Keys are on the left of the colon and values are on the right. Whitespace is ignored around key names and values. The key, colon, and value must be on the same line (though some values can be broken over multiple lines).

key: "value"

Values must have one of the following types.

Unspecified values are invalid.

key:  # INVALID

There must be a newline (or EOF) after a key/value pair.

first: "Carlitos" last: "Gardel"  # INVALID

Keys

In Gura there is only one way to define keys. A key may only contain ASCII letters and underscores (A-Za-z0-9_). Dashes are not allowed to keep a simple and consistent key naming convention. Note that keys are allowed to be composed of only ASCII digits, e.g. 1234, but are always interpreted as strings.

key: "value"
some_key: "value"
some-key: "value" # INVALID
1234: "value"

A key must be non-empty.

: "no key name"  # INVALID

Defining a key multiple times is invalid and must raise a DuplicatedKeyError error.

# DO NOT DO THIS
name: "Carlos"
name: "Anibal"

Literal keys

Gura was created with simplicity, maintainability, and portability in mind. In a production environment, you will likely have to work with different tools that handle different configuration languages. To make Gura compatible with other configuration schemes, Literal Keys are provided, these are defined between grave accents ` (U+0060 GRAVE ACCENT) and can contain any valid UTF-8 character.

If the ` character is required within a Literal Key, it must be escaped. Any character from the list in the String section can be escaped inside Literal Keys too. If any other character that has not been previously mentioned is escaped, InvalidEscapedCharacterError must be raised, exactly as if it were a string.

`a/literal.key!`: "Some value"
`Escaped\`char\tWithTabs`: true
`\invalid`: false # INVALID: \i is not a valid escape sentence
caution

The purpose of the Literal Keys is solely to provide compatibility with other configuration languages.
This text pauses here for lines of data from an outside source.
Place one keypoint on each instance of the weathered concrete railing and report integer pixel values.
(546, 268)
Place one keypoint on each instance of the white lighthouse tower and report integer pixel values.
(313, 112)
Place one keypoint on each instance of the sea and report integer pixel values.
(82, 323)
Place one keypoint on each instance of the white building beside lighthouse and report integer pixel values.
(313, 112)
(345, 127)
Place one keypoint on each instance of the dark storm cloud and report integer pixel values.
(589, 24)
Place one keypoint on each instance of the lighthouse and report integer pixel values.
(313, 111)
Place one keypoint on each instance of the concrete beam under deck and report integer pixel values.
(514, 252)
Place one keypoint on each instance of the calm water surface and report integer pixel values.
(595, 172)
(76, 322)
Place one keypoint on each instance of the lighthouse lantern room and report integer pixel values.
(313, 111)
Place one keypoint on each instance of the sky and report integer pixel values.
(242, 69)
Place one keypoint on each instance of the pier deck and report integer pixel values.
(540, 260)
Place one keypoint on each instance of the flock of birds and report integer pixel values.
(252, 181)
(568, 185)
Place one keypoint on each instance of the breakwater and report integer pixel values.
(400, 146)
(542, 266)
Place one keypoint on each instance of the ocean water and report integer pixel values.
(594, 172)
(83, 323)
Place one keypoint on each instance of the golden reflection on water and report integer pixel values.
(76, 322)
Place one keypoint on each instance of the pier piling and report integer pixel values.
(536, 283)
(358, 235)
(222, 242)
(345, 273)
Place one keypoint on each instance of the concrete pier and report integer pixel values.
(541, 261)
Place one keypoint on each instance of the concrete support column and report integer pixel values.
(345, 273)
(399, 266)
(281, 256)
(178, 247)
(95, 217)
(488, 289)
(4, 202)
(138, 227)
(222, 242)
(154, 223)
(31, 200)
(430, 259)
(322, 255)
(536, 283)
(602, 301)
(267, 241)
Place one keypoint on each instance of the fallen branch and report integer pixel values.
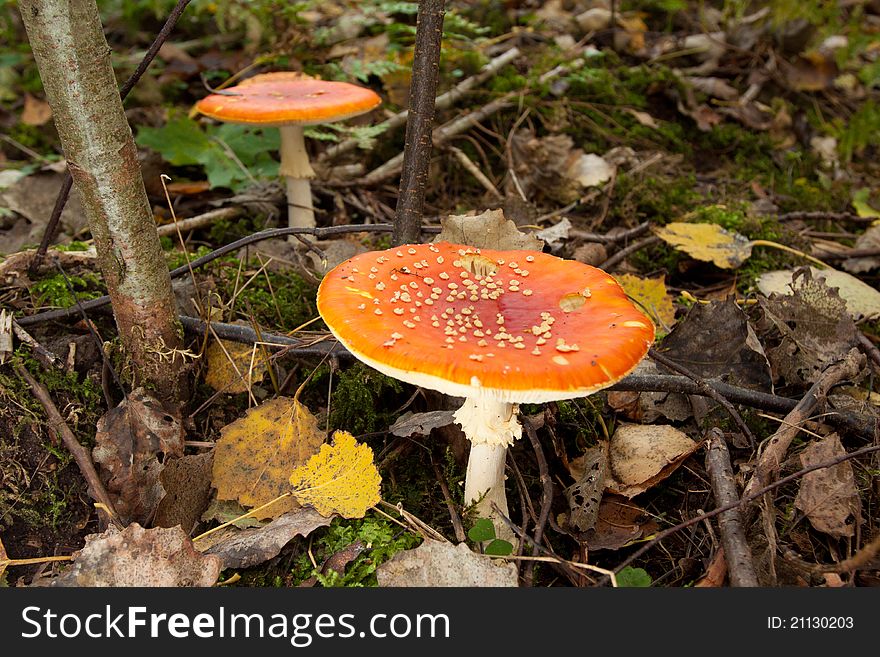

It is recommended to avoid them unless strictly necessary, in order to maintain a clean and standardized configuration.

Null

The absence of a value can be represented by the null value:

none_value: null

String

There are four ways to express strings: basic, multi-line basic, literal, and multi-line literal. All strings must contain only valid UTF-8 characters.

Unlike YAML, unquoted strings are not allowed.

Basic strings are surrounded by quotation marks ("). Any Unicode character may be used except those that must be escaped: quotation mark, backslash, and the control characters other than tab (U+0000 to U+0008, U+000A to U+001F, U+007F).

str: "I'm a string. \"You can quote me\". Name\tJos\u00E9\nLocation\tSF."

For convenience, some popular characters have a compact escape sequence.

\b         - backspace                  (U+0008)
\t - tab (U+0009)
\n - linefeed (U+000A)
\f - form feed (U+000C)
\r - carriage return (U+000D)
\" - quote (U+0022)
\\ - backslash (U+005C)
\$ - dollar sign (variables) (U+0024)
\uXXXX - unicode (U+XXXX)
\UXXXXXXXX - unicode (U+XXXXXXXX)

Any Unicode character may be escaped with the \uXXXX or \UXXXXXXXX forms. The escape codes must be valid Unicode scalar values.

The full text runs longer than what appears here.